Concentrations of a major air pollutant can reach “concerning” levels around public parks and primary schools in Hong Kong, a survey by a green group has found. But two scientists, who both endorsed the need to control the city’s roadside air pollutants, cautioned against the survey’s methodology, saying the findings might not be as alarming as they sound.
The Greenpeace air quality survey measured the level of nitrogen dioxide, a major pollutant released from vehicle exhausts and electricity generation, at 63 locations over two weeks.
The findings came despite a 34 per cent fall in nitrogen oxide, which can also have negative health effects and decrease lung function.
Shipping, electricity generation and road transport were the top three sources of Hong Kong’s nitrogen oxide emissions, accounting for 37, 27 and 20 per cent of the total respectively in 2017.
Studies have found that exposure to nitrogen dioxide can weaken the respiratory immune system and trigger asthma symptoms in the short term. In the long term, it can increase risks of lung and brain cancers, as well as harm children’s lung development.
From July 13 to 27, Greenpeace collected air samples from 15 public parks, 20 schools, 17 roadside lamp posts and 11 pedestrian bridges in Wan Chai, Yau Ma Tei, Tsim Sha Tsui, Mong Kok, Kwun Tong, Sham Shui Po and Ma On Shan. Samples were sent to a lab in Britain for analysis.
Results show that nine of the locations, including three schools in Wan Chai and Yau Tsim Mong district, had “serious” nitrogen dioxide concentrations. The group declined to name the affected schools. Most of the other serious locations were along roads.
Meanwhile, levels at 40 locations, including near parks in Yau Tsim Mong, Kwun Tong and Sham Shui Po, and pedestrian bridges, were “concerning”.
In terms of districts, four locations in Kwun Tong were “serious”, mainly near roadsides, making it the district with the highest concentration of nitrogen dioxide.
However, two scientists not connected to Greenpeace or the survey said the results were not that alarming.
“The index they used compares a two-week data collection against a 52-week concentration benchmark,” said Wong Tze-wai, an adjunct professor at Chinese University who specialises in public health and environmental health. “The changes in seasons and climate need to also be taken into account.
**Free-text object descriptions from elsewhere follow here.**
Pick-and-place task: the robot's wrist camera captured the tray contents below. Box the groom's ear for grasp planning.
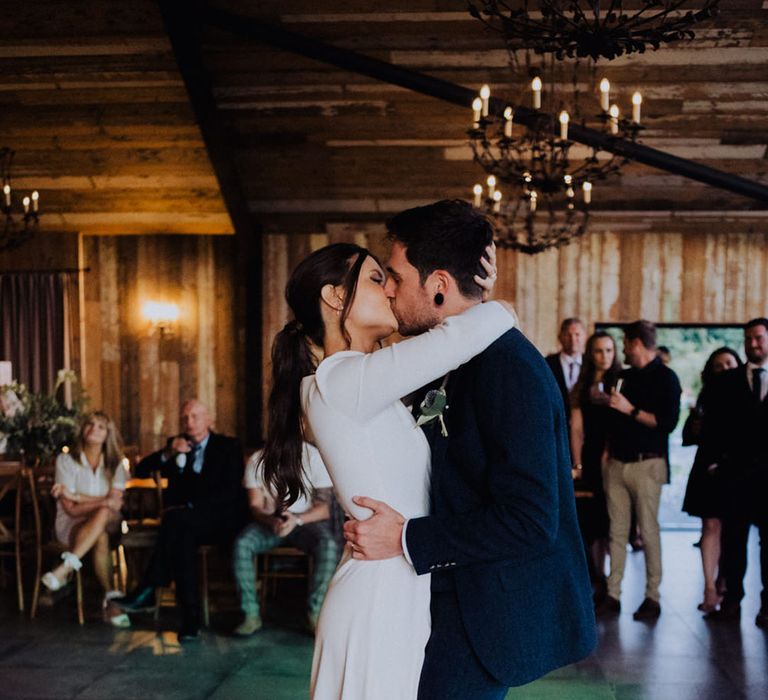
[425,269,453,298]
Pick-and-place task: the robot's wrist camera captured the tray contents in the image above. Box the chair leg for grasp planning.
[14,475,24,613]
[154,588,161,622]
[200,550,209,628]
[76,571,84,626]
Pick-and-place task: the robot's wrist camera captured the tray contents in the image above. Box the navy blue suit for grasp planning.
[406,328,597,695]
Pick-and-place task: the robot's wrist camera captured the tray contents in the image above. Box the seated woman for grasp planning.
[42,411,129,623]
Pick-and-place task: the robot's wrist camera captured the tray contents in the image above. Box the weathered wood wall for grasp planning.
[262,228,768,404]
[81,235,243,455]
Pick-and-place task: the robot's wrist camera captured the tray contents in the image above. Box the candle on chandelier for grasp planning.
[632,91,642,124]
[529,190,538,213]
[22,196,30,214]
[480,84,490,118]
[493,190,502,213]
[473,184,483,208]
[531,77,542,110]
[487,175,496,198]
[582,181,593,204]
[559,110,569,140]
[472,97,482,127]
[2,183,9,208]
[31,190,39,213]
[599,78,610,112]
[565,174,574,198]
[504,106,513,138]
[609,104,620,135]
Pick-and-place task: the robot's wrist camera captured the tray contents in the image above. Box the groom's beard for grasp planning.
[393,306,441,337]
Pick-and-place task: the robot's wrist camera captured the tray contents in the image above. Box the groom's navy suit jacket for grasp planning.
[406,328,597,687]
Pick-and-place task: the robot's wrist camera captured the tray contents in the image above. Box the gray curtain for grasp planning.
[0,272,69,393]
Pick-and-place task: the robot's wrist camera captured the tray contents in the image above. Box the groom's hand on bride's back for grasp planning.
[344,497,405,560]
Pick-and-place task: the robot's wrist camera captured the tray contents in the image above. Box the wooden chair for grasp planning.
[258,546,313,613]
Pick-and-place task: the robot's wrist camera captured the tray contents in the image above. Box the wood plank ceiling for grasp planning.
[200,0,768,236]
[0,0,233,235]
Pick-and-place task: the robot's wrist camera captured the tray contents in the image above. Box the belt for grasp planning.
[611,451,664,463]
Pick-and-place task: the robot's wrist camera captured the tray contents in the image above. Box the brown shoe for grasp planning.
[595,595,621,617]
[633,598,661,621]
[705,601,740,622]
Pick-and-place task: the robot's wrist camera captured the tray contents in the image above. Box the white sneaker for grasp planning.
[41,571,64,592]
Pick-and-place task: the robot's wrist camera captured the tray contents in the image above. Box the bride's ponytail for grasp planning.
[261,243,372,511]
[261,320,316,510]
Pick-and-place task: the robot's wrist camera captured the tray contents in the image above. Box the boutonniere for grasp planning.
[415,375,449,437]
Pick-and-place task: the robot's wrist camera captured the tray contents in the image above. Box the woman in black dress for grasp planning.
[570,331,622,600]
[682,347,742,612]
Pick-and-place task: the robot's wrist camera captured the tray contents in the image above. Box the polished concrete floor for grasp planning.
[0,530,765,700]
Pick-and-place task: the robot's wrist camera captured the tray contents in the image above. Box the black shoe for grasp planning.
[633,597,661,621]
[755,608,768,629]
[115,585,156,612]
[177,623,200,643]
[705,601,741,623]
[595,595,621,617]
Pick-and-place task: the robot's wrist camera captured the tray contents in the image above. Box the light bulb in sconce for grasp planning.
[142,300,180,336]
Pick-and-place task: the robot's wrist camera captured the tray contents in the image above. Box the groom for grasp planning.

But, of course, nitrogen dioxide should still be taken seriously. You just cannot base conclusions off a two-week study.”
Alexis Lau Kai-hon, a Hong Kong University of Science and Technology professor specialising in air pollution and its health impacts, agreed with Wong. “Using a long-term index to measure a short-term project is scientifically inaccurate,” he said.
Lau also said diffusion tubes used by Greenpeace were less accurate tools and there were more advanced instruments which could accurately measure nitrogen dioxide concentrations.